A pruned hotdeck imputation approach to estimation from linked survey and administrative data
Location: ABS Office, Canberra or Adelaide preferred
Duration: 4 months
Proposed start date: April 2019
Regression Data Integration (RDI) is a new method for combining probability sample and non-probability Big Data sources to produce more efficient statistics. The method involves identifying the units on the probability sample that are also on the Big Data set, and then partially calibrating the probability sample to a set of Big Data benchmarks, including the data item(s) of interest.
When there are only a few key data items of interest, the number of benchmarks required will be small and the calibration exercise will be effective. When the number of key data items are large in number (as is the case in multipurpose surveys), the calibration will become less efficient, or not converge at all. We could calibrate each key data item separately to get around this, but then a separate weight will need to be created each time. Calibrating each item separately may also impact on the relationships between data items for a unit – in some cases invalidating those relationships.
A mass imputation approach has been proposed as a follow-up step to the application of the RDI method to get around these issues. This project will develop a “pruned hotdeck” approach to this imputation. This approach has two steps:
- A multiple hotdeck step that imputes multiple sets of realistic values, each set copied from a random unit from the target unit’s “imputation group”.
- A pruning step that iterates through the units and at each iteration removes an imputed set of values so as to improve a measure of overall discrepancy from the set of required calibration totals.

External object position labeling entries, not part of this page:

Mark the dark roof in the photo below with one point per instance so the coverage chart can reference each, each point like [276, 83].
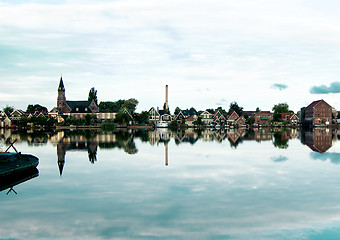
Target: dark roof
[313, 104]
[61, 85]
[81, 105]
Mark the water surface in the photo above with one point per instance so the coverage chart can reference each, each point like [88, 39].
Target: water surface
[263, 184]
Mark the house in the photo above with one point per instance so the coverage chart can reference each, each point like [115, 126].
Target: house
[263, 118]
[190, 121]
[319, 140]
[291, 118]
[5, 122]
[232, 118]
[206, 117]
[180, 117]
[76, 109]
[318, 113]
[16, 115]
[219, 118]
[154, 115]
[240, 122]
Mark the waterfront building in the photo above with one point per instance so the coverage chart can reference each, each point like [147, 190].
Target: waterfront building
[318, 113]
[76, 109]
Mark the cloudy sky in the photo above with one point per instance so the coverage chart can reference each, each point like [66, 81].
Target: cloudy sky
[210, 53]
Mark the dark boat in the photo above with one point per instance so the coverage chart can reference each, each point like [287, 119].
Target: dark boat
[11, 163]
[11, 180]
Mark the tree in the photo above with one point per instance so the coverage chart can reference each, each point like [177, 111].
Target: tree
[8, 110]
[278, 109]
[93, 95]
[122, 118]
[235, 107]
[130, 104]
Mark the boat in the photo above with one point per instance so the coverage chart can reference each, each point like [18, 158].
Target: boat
[11, 180]
[16, 162]
[162, 124]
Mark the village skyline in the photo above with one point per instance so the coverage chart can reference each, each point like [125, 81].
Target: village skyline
[210, 55]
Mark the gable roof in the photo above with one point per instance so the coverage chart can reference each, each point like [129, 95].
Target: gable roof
[313, 104]
[83, 106]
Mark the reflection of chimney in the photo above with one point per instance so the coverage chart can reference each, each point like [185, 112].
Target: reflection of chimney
[166, 154]
[166, 97]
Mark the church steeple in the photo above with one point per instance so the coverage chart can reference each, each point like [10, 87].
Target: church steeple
[61, 84]
[61, 100]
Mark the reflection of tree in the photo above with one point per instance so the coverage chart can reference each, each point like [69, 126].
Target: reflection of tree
[279, 142]
[236, 143]
[92, 152]
[130, 147]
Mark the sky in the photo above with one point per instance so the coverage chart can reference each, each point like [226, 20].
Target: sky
[210, 53]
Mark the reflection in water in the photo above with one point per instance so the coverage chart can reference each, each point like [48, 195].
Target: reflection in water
[246, 194]
[319, 140]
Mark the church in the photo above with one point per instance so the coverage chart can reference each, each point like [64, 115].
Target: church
[76, 109]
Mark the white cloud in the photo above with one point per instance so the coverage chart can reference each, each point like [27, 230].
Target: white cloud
[235, 48]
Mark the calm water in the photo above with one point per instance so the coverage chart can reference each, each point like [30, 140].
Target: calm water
[163, 185]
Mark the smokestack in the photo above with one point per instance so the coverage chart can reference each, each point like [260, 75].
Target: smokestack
[166, 97]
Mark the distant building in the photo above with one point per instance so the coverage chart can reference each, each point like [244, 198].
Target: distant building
[5, 122]
[318, 113]
[76, 109]
[290, 118]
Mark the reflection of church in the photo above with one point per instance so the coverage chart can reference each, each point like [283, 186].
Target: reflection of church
[76, 143]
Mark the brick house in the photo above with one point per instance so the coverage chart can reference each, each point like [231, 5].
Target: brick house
[318, 113]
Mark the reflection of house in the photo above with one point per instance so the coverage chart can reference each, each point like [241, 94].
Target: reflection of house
[264, 134]
[263, 118]
[319, 140]
[318, 113]
[235, 120]
[78, 143]
[235, 134]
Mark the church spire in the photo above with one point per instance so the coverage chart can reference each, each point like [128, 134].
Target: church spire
[61, 84]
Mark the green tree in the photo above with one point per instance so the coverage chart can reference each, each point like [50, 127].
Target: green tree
[109, 106]
[122, 118]
[8, 110]
[235, 107]
[93, 95]
[278, 109]
[130, 104]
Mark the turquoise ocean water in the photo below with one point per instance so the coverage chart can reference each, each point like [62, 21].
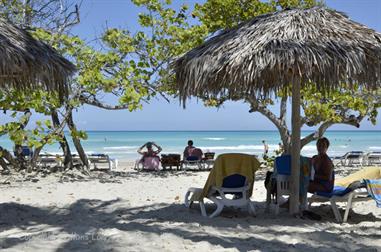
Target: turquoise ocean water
[123, 144]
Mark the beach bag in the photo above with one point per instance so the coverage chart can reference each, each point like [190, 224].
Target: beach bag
[151, 163]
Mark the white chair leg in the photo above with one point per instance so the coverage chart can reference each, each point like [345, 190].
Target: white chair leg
[202, 207]
[251, 208]
[335, 210]
[268, 201]
[349, 206]
[277, 208]
[220, 206]
[186, 200]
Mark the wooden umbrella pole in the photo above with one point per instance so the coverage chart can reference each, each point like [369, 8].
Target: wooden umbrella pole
[295, 152]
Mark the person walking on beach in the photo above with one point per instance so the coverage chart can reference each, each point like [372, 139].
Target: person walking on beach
[150, 159]
[188, 149]
[150, 152]
[265, 149]
[280, 149]
[191, 152]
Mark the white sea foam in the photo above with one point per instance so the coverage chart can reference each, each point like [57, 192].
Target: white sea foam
[238, 147]
[120, 147]
[309, 148]
[214, 138]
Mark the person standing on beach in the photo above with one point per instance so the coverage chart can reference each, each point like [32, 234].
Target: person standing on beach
[323, 178]
[188, 150]
[265, 149]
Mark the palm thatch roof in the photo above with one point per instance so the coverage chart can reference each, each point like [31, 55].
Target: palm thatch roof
[265, 54]
[27, 63]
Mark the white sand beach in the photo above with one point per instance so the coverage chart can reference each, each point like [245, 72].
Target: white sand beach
[125, 210]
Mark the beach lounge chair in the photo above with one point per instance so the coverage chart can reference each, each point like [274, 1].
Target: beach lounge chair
[148, 164]
[343, 193]
[373, 158]
[194, 160]
[102, 161]
[24, 151]
[353, 158]
[169, 160]
[49, 160]
[230, 183]
[282, 172]
[208, 160]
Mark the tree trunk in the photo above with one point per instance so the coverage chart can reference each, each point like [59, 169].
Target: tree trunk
[5, 154]
[77, 142]
[68, 160]
[36, 153]
[295, 157]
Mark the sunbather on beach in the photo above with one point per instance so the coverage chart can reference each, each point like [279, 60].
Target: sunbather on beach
[323, 174]
[150, 152]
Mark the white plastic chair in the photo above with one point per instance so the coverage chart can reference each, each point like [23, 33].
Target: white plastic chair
[218, 196]
[357, 195]
[373, 158]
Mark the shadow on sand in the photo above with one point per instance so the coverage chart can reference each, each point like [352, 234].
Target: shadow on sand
[236, 230]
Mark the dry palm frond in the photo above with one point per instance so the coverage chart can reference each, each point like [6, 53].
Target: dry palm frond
[266, 54]
[27, 63]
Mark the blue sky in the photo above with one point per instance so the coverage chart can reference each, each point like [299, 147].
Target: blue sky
[97, 15]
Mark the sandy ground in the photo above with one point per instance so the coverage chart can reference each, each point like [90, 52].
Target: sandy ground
[125, 210]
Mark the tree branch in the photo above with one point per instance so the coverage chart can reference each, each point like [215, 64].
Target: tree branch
[352, 120]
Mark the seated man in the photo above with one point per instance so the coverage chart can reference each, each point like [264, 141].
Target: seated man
[322, 173]
[150, 158]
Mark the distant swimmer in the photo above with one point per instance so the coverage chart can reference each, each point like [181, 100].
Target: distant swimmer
[265, 149]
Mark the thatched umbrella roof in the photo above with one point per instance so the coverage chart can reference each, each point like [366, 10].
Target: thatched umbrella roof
[27, 63]
[265, 54]
[287, 47]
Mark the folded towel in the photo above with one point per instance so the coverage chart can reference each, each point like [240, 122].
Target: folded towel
[337, 191]
[374, 189]
[229, 164]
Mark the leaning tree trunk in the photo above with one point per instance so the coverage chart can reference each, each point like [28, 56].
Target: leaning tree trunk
[77, 142]
[295, 152]
[7, 156]
[68, 160]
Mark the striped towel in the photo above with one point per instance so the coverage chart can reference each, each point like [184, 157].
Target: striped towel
[374, 189]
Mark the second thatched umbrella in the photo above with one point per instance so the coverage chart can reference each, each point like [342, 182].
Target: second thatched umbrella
[272, 51]
[27, 63]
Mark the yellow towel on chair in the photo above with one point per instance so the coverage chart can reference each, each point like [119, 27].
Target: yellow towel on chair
[229, 164]
[366, 173]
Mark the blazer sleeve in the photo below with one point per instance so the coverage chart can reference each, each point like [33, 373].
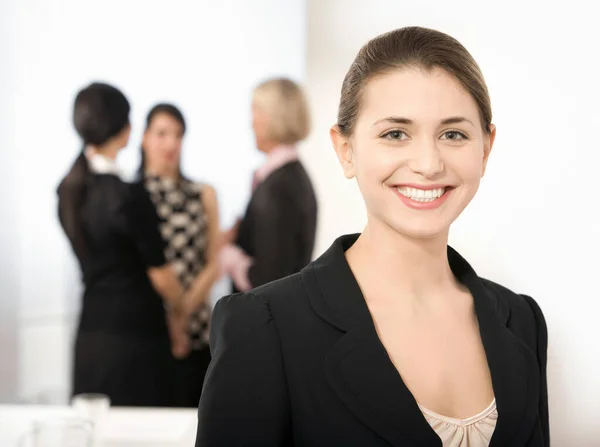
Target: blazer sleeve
[245, 398]
[542, 356]
[275, 217]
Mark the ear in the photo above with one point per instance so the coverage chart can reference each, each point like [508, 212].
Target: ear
[343, 150]
[487, 146]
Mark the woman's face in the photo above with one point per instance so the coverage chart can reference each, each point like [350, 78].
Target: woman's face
[418, 151]
[162, 144]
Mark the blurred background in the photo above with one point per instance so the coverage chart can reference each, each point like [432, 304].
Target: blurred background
[533, 226]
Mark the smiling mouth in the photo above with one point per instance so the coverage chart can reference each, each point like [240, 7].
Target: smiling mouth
[422, 195]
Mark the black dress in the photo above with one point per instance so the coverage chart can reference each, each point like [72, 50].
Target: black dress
[184, 227]
[122, 347]
[278, 228]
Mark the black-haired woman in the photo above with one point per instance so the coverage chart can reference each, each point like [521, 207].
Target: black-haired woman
[189, 223]
[122, 344]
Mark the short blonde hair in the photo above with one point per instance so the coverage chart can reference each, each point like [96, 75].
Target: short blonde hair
[285, 103]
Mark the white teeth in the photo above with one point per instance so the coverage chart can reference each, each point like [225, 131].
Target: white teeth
[421, 195]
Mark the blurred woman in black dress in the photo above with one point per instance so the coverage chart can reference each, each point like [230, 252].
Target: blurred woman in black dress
[189, 223]
[122, 344]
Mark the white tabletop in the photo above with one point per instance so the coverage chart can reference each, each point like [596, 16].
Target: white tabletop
[123, 427]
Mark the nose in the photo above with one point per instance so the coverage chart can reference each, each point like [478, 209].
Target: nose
[426, 160]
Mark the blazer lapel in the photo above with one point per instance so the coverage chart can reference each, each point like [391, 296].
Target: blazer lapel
[513, 367]
[362, 375]
[358, 368]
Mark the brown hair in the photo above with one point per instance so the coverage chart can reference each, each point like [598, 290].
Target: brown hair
[284, 102]
[411, 47]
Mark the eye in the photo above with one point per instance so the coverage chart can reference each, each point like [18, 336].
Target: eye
[395, 135]
[454, 135]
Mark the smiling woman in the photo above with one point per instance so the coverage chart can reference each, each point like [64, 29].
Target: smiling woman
[390, 337]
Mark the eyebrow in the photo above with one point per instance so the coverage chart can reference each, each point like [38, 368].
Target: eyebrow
[402, 120]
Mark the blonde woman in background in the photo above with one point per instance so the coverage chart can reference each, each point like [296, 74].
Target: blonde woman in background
[276, 236]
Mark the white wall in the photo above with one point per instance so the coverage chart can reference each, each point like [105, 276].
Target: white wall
[533, 225]
[9, 247]
[203, 55]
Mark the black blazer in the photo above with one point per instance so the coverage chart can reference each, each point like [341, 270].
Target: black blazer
[298, 363]
[278, 228]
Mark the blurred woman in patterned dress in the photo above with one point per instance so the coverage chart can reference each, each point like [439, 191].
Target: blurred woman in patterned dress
[189, 223]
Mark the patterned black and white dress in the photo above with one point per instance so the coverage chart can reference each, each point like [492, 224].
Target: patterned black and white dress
[184, 227]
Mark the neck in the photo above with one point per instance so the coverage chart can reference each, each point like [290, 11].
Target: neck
[268, 146]
[416, 269]
[108, 150]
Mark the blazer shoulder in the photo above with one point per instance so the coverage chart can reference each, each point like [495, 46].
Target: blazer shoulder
[522, 312]
[259, 301]
[289, 290]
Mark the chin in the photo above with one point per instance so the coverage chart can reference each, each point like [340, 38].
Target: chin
[421, 229]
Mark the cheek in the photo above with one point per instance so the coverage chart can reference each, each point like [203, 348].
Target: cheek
[468, 166]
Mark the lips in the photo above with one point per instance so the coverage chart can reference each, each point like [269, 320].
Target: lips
[423, 197]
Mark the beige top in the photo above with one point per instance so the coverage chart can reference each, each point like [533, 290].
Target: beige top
[475, 431]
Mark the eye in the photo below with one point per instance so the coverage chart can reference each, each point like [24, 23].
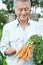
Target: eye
[20, 9]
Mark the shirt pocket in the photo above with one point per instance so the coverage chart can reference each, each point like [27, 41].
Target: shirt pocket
[19, 42]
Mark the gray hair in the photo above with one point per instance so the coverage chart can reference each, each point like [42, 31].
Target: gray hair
[21, 1]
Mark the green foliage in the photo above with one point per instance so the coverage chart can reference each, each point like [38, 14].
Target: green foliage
[0, 33]
[3, 20]
[2, 59]
[38, 49]
[9, 4]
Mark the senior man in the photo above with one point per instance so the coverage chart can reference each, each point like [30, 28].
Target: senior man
[17, 32]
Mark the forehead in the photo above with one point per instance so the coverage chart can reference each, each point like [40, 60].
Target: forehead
[22, 4]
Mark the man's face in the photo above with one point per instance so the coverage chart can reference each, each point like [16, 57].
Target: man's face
[22, 10]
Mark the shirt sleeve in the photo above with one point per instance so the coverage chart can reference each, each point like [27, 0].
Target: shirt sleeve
[5, 39]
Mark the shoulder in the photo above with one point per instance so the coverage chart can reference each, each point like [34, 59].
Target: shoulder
[10, 24]
[34, 23]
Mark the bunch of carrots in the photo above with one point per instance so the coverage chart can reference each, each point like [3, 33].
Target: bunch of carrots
[24, 52]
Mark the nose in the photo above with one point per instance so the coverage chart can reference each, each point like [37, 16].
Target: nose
[23, 11]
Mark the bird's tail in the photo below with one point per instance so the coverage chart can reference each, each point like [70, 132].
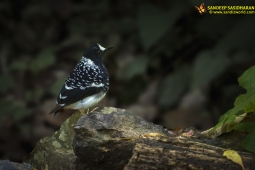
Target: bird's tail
[56, 110]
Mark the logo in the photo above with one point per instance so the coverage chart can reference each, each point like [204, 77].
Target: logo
[201, 9]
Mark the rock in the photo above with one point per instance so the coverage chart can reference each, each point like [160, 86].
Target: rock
[56, 152]
[105, 139]
[96, 141]
[7, 165]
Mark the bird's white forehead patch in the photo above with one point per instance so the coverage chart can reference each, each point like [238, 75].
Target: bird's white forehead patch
[100, 47]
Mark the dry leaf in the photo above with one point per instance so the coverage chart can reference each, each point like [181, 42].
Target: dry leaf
[153, 134]
[234, 156]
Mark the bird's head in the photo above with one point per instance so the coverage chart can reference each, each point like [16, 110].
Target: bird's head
[95, 52]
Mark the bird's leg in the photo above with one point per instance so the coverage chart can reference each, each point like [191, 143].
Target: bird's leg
[94, 109]
[82, 111]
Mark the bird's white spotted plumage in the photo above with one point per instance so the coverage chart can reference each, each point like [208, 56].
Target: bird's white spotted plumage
[87, 84]
[101, 48]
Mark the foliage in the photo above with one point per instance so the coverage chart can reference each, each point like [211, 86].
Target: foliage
[244, 103]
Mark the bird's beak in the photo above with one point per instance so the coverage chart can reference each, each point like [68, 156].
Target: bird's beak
[108, 49]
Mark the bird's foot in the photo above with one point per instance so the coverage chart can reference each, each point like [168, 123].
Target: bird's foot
[93, 109]
[89, 111]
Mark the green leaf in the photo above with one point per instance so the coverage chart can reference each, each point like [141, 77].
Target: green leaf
[248, 142]
[247, 80]
[7, 83]
[137, 67]
[245, 126]
[43, 60]
[6, 106]
[207, 67]
[154, 22]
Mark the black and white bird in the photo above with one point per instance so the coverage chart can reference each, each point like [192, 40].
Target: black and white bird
[87, 84]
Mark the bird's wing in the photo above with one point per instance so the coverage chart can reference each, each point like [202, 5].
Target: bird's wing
[86, 79]
[69, 96]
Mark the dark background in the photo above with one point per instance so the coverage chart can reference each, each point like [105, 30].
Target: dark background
[169, 64]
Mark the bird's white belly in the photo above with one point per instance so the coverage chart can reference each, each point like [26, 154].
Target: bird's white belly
[87, 102]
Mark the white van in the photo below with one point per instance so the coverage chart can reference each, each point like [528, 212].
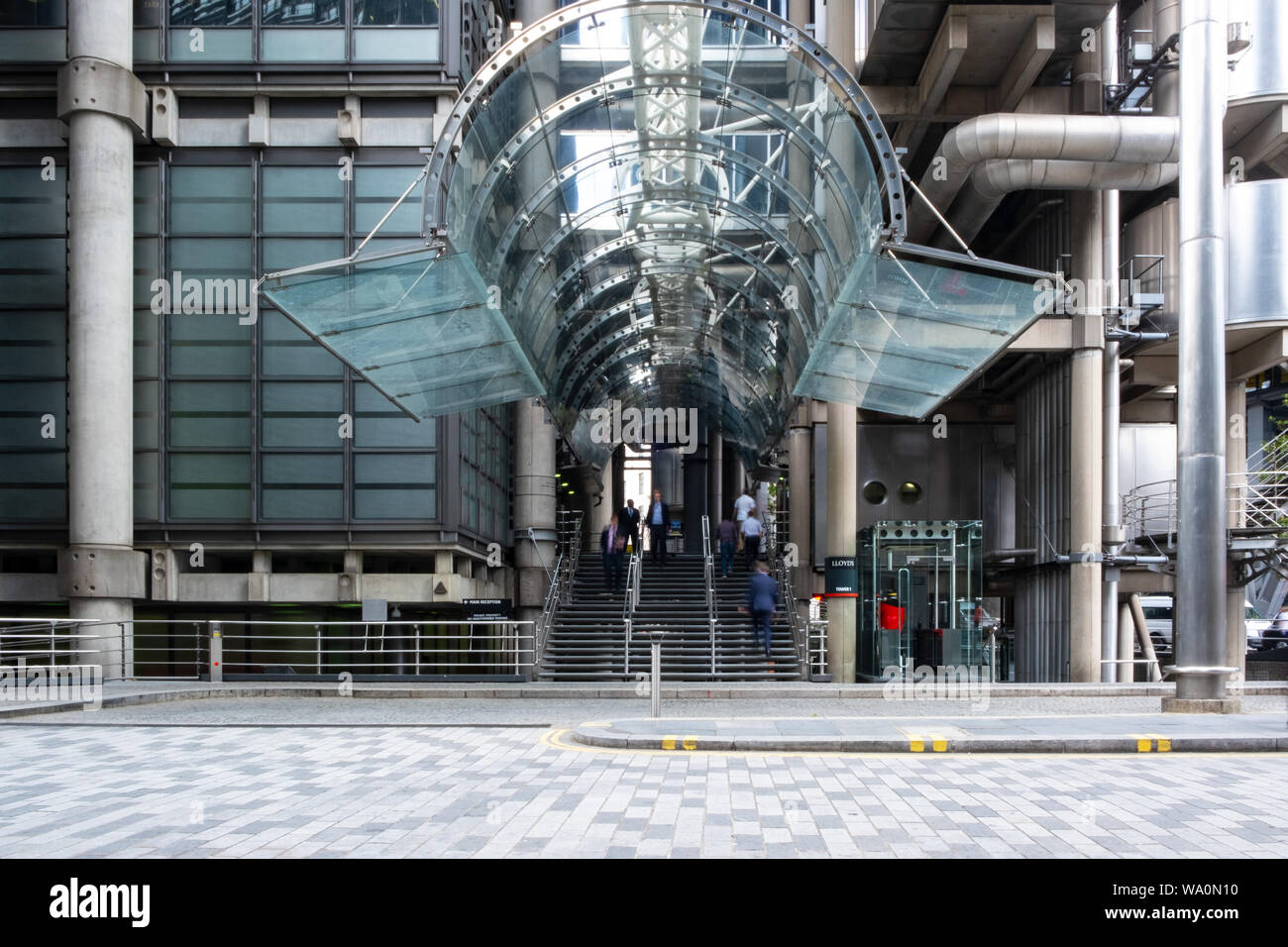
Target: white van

This proceeds until there is a single imputed set of values for each target unit, while the overall imputed dataset achieves a high level of consistency with the required totals.
This project would build on methods developed in the ABS as published in 1352.0.55.092 – Research Paper: Imputation and Estimation for a Thematic Form Census (Methodology Advisory Committee), November 2007.
Research to be Conducted
The objective of the research will be to refine the pruned hotdeck imputation approach, and examine its properties empirically using synthetic and real data. Tasks will include:
- Refining the imputation approach – through literature search as well as theory development;
- Generating code to implement the method.
Running simulations to assess empirically the effectiveness of the method in various scenarios.
We are looking for someone with the following skillset:
- Sound knowledge of sample survey methods, in particular: techniques for treating missing survey data (imputation), calibration methods, and replicate variance estimation.
- Proficiency in using SAS or R statistical software.
The key outcome for the organisation will be to gain a greater understanding of the potential benefits that the mass imputation approach (using pruned hotdeck imputation) has for achieving cost savings in surveys (measured by sample size savings), while preserving the quality of broad-level estimates and facilitating production of small domain estimates. It is expected that several outputs will be produced from this work: a feasibility report, informal presentations to interested ABS stakeholders, contribution to a conference presentation about the topic, and a prototype implementation of the method in SAS or R.
The intern will receive $3,000 per month of the internship, usually in the form of stipend payments.
It is expected that the intern will primarily undertake this research project during regular business hours, spending at least 80% of their time on-site with the industry partner. The intern will be expected to maintain contact with their academic mentor throughout the internship either through face-to-face or phone meetings as appropriate.
The intern and their academic mentor will have the opportunity to negotiate the project’s scope, milestones and timeline during the project planning stage.
03 April 2019
APR – 0891